Validation should also apply to response with the no-cache directive.
https://www.rfc-editor.org/rfc/rfc9111.html#section-4.3
5 Filtering the header
Current cache copies all the headers from the response. However, not all the header should be forwarded or cached:
- (must) header
Connectionand fields listed in theConnectionheader should be removed; - (suggested) intermediaries should remove or replace fields that are known to require removal before forwarding:
- Proxy-Connection
- Keep-Alive
- TE
- Transfer-Encoding
- Upgrade
https://www.rfc-editor.org/rfc/rfc9111.html#section-3.1
6 Unimplemented Directives
Current code already implemented the following directives:
- max-age
- public
Following are unimplemented:
request directives:
- max-stale: allow client to accept stale responses younger than it;
- min-fresh: client prefer response older than it;
- no-cache: cache that must validate before use;
- no-store: do not cache at all;
- no-transform: do not allow transform contents (e.g. convert between image formats);
- only-if-cached: only want cache, not from original server.

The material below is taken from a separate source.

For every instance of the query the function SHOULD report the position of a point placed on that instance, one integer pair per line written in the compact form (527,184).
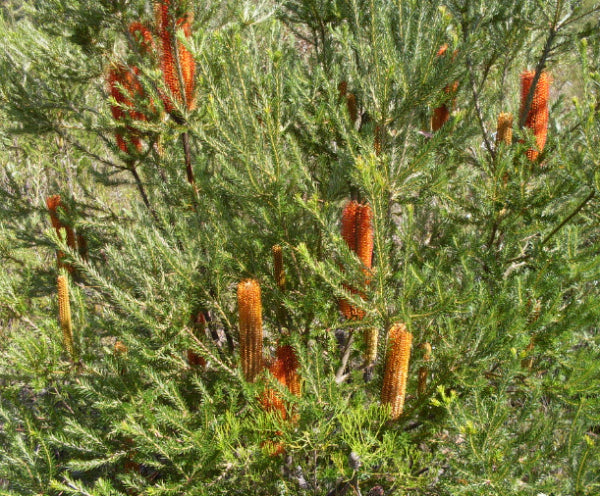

response directives (a cache must obey the Cache-Control directives defined here):
- must-revalidate: cache that must validate after stale;
- must-understand: not to cache if not understand requirements.
- no-cache: cache that must be validated before use;
- no-store: do not cache at all;
- no-transform: do not allow transform contents (e.g. convert between image formats);
- private: do not cache (for shared cache)
- proxy-revalidate: same as must-revalidate (for shared cache)
- s-maxage: same as max-age, and allow caching Authorization header (for shared cache)
https://www.rfc-editor.org/rfc/rfc9111.html#section-5.2
7 Partial content storing and combining
If the response uses Range specifiers, the cache may store incomplete responses. When the response is complete, the cache may combine a new response with one or more stored responses.
https://www.rfc-editor.org/rfc/rfc9111.html#section-3.3
https://www.rfc-editor.org/rfc/rfc9111.html#section-3.4
8 Heuristic freshness
If the response has a Last-Modified header field but no explicit expiration time, caches are encouraged to use a heuristic expiration value that is no more than some fraction of the interval since that time. A typical setting of this fraction might be 10%.
https://www.rfc-editor.org/rfc/rfc9111.html#section-4.2.2
9 Prevent overflow for delta seconds
If a cache receives a delta-seconds value greater than the greatest integer it can represent, or if any of its subsequent calculations overflows, the cache must consider the value to be 2147483648 (2^31) or the greatest positive integer it can conveniently represent.
https://www.rfc-editor.org/rfc/rfc9111.html#section-1.2.2
Thank you @wzy1935 for this detailed reported, great work!
It seems to me that the following items could be priorities for safety reasons:
- 2 Vary header
- 3 Invalidating cache for unsafe request methods
- 5 Filtering the header
- 9 Prevent overflow for delta seconds
What do you think?
8 Heuristic freshness seems like a low-hanging fruit, correct?
Sure! And I can work on these that you mentioned.